顧問の暴力や暴言気になる 中学生の1割、宝塚市教委

部活動でのいじめや体罰の問題が相次いで起きた兵庫県宝塚市はこのほど、部活動改革に取り組む目的で教職員や中学生、保護者らに実施したアンケートを基に、部活動の課題を分析した「部活動白書」をまとめ、市教委のホームページで公表した。1割の生徒が、顧問による暴力や暴言が気になると回答していた。

部活動の指導に関する生徒の回答

宝塚市教委では昨年10月、いじめ問題再調査委員会からの報告書を受けて「宝塚市いじめ問題再発防止に関する基本方針」を策定。基本方針の一つに中学校の部活動改革を掲げた。これを受けて実施された生徒へのアンケートでは、「部活動をやめたいと思ったことがある」という問いに「とてもそう思う」「まあそう思う」と答えた割合が2割を占め、部活動を楽しくないと思っている生徒ほど、部活動の雰囲気や自信が高まる経験を感じていない傾向が見られた。

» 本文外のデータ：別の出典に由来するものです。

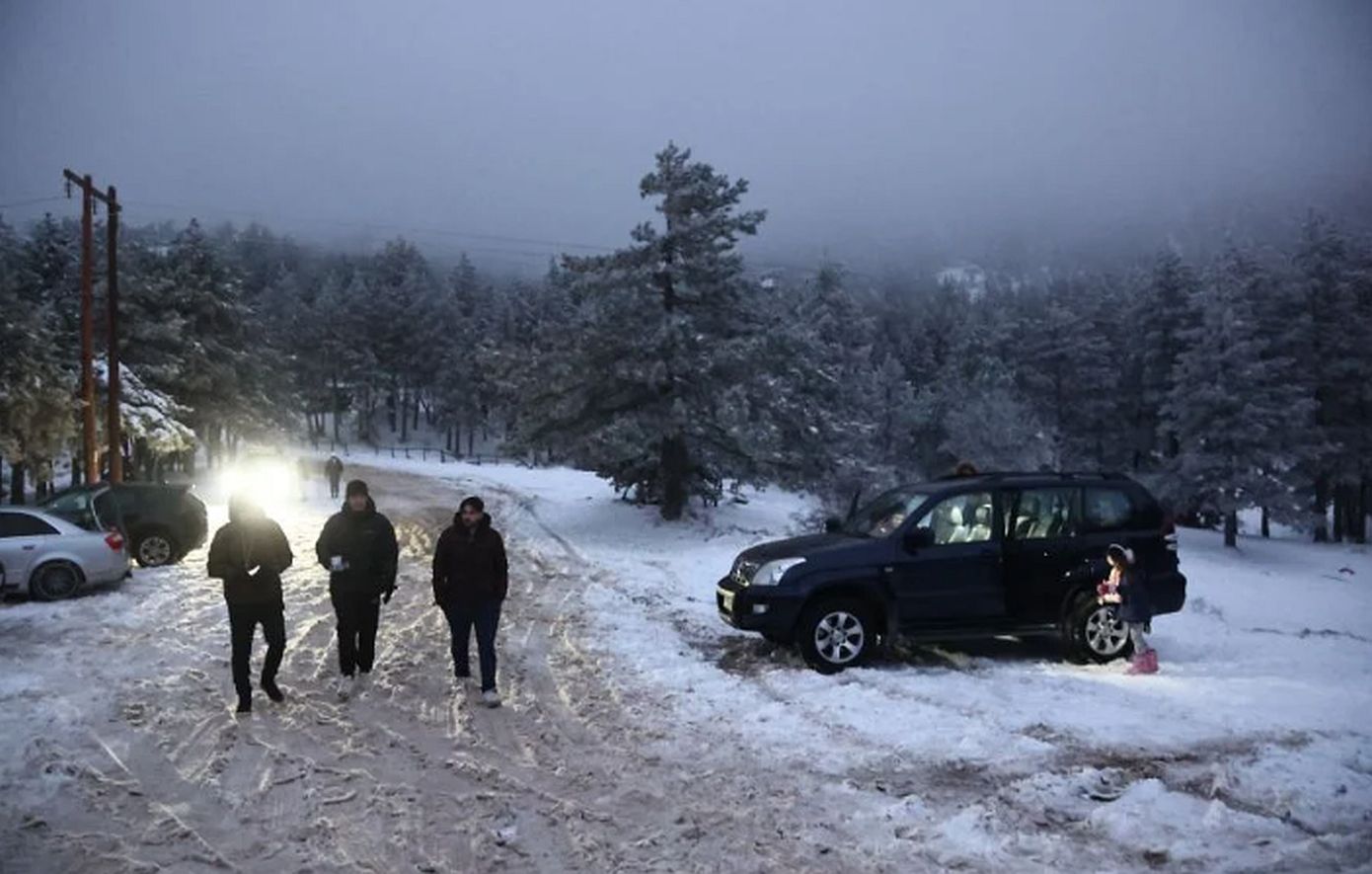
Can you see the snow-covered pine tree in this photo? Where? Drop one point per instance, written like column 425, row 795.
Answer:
column 822, row 390
column 38, row 384
column 1157, row 323
column 1232, row 404
column 653, row 387
column 1335, row 365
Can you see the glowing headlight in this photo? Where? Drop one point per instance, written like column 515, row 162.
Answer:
column 771, row 573
column 269, row 485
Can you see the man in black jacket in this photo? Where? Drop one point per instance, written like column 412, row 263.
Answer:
column 471, row 578
column 358, row 548
column 249, row 554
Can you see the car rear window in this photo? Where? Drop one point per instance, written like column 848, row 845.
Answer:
column 22, row 524
column 1043, row 515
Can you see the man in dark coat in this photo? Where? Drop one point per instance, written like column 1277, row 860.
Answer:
column 471, row 578
column 334, row 471
column 358, row 548
column 249, row 554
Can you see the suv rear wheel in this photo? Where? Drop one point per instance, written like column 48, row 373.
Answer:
column 836, row 634
column 154, row 549
column 55, row 581
column 1095, row 633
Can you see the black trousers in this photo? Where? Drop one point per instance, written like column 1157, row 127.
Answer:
column 358, row 615
column 486, row 617
column 243, row 622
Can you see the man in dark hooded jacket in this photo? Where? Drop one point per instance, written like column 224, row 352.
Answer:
column 471, row 578
column 358, row 548
column 249, row 554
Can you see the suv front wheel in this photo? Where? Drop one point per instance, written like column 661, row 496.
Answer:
column 836, row 634
column 1095, row 633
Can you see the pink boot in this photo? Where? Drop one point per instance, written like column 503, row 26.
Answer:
column 1144, row 663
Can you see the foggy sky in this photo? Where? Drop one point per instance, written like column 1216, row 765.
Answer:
column 868, row 129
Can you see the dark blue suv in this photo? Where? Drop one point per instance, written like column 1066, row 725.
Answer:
column 969, row 556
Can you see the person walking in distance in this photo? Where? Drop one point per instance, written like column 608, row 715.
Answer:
column 334, row 471
column 471, row 579
column 358, row 548
column 249, row 554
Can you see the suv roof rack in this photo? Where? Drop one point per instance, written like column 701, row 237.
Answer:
column 1062, row 475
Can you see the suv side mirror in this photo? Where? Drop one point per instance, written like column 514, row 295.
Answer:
column 918, row 538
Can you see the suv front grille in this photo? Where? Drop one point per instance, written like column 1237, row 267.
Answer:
column 745, row 570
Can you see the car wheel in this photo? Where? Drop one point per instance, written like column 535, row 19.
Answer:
column 1095, row 633
column 836, row 634
column 55, row 581
column 155, row 549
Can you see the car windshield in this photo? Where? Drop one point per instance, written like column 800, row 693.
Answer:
column 74, row 507
column 886, row 514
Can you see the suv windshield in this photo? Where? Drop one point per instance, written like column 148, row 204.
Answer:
column 76, row 507
column 886, row 514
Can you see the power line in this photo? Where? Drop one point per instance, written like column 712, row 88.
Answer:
column 29, row 201
column 372, row 225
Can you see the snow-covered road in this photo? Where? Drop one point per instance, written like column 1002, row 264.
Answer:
column 643, row 734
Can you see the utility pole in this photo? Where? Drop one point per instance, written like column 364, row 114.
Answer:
column 90, row 453
column 114, row 420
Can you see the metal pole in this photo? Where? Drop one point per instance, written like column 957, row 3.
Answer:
column 92, row 471
column 115, row 422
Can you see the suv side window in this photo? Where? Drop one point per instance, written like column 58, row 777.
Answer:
column 1107, row 510
column 22, row 524
column 960, row 518
column 1044, row 514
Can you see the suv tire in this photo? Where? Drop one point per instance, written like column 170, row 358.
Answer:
column 834, row 634
column 155, row 548
column 1095, row 633
column 55, row 581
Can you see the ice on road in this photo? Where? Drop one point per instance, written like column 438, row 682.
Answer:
column 643, row 734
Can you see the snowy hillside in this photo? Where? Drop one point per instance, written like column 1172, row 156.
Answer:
column 641, row 732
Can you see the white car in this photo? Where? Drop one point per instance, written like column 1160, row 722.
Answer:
column 49, row 559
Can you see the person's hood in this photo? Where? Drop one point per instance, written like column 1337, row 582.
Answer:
column 369, row 511
column 481, row 525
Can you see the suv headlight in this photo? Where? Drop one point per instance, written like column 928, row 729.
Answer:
column 771, row 573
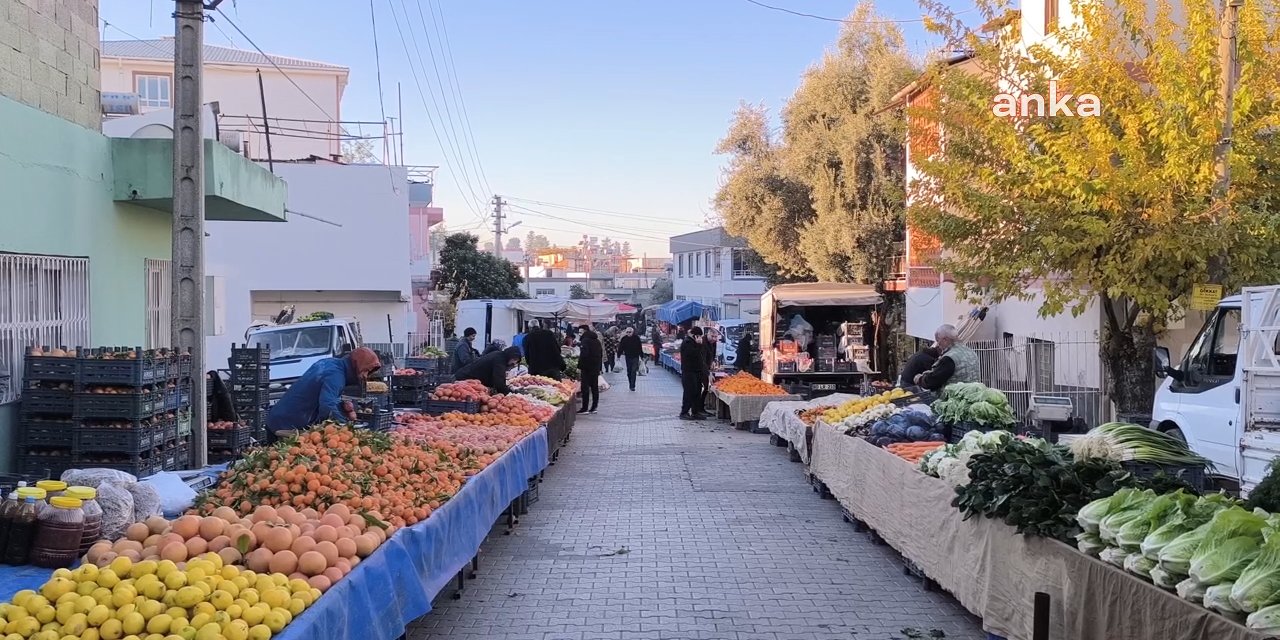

また、部活動の指導で「顧問の暴力暴言が気になる」について「とてもそう思う」「まあそう思う」と答えた生徒は1割おり、顧問の暴力や暴言が気になっている生徒ほど、「部活動が楽しくない」と答えている傾向にあった。

一方で、教員へのアンケートでは、部活動の負担に関して8割以上の教員が「プライベートの時間が少なくなる」「教材研究にかける時間が少なくなる」について「とてもそう思う」「まあそう思う」と回答。部活動指導の課題として、7割以上の教員が「専門技術不足」を挙げた。

さらに、部活動を通じた生徒との関わりでの課題では、「生徒トラブル、いじめ等人間関係」について、7割以上の教員が「とてもそう思う」「まあそう思う」と答えるなど、部活動での人間関係に注意を払っている状況も浮かび上がった。

同市教委ではアンケート結果を基に、今年度に中学校の部活動改革を議論する検討委員会を立ち上げるほか、今後も継続的な調査を行っていく方針。

アンケートは昨年11月9~24日に、市内の公立中学校に在籍する5257人の生徒とその保護者、353人の教員を対象に実施した。生徒の回答率は26.7%、教員の回答率は50.7%だった。